Cerebral aneurysms (CAs) have a high prevalence in the general population and cause lethal subarachnoid hemorrhage. We recently demonstrated that chronic inflammation is an underlying pathogenesis of CA. However, we identified the negative involvement of angiotensin receptor signaling in the pathogenesis of CA. To elucidate the involvement of the renin-angiotensin system (RAS) by assessing the expression and activity of angiotensin-converting enzyme (ACE), a key enzyme of RAS, during CA formation and evaluating the effect of imidapril, an ACE inhibitor and a potent inhibitor of matrix metalloproteinase-9 (MMP-9), on CA formation. Surgically induced CA models of rats were used. Imidapril was given intraperitoneally to rats, and aneurysm size and medial thickness of CAs were examined 1 month after induction.
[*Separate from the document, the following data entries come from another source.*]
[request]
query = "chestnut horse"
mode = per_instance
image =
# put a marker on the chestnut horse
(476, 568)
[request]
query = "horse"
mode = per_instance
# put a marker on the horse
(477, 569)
Then, ACE and MMP-9 expression was assessed by immunostaining and Western blot analysis. The MMP-9 activity was evaluated by gelatin zymography, and ACE expression in human CA walls was assessed by immunostaining. Imidapril significantly suppressed the size and medial thinning of induced CAs. The expression and activity of ACE were not induced in CA walls. Furthermore, imidapril treatment did not influence ACE expression and activity, suggesting that the inhibitory effect of imidapril was independent of an inhibition of the RAS. Imidapril inhibited MMP-9 activity upregulated in CA walls. In an in vitro study, imidapril suppressed MMP-9 activity in a dose-dependent manner. In human CA walls, as in the rat model, ACE expression was not upregulated. Angiotensin-converting enzyme is not involved in the pathogenesis of CA formation. Imidapril suppresses CA formation in an ACE-independent and MMP-9-dependent manner.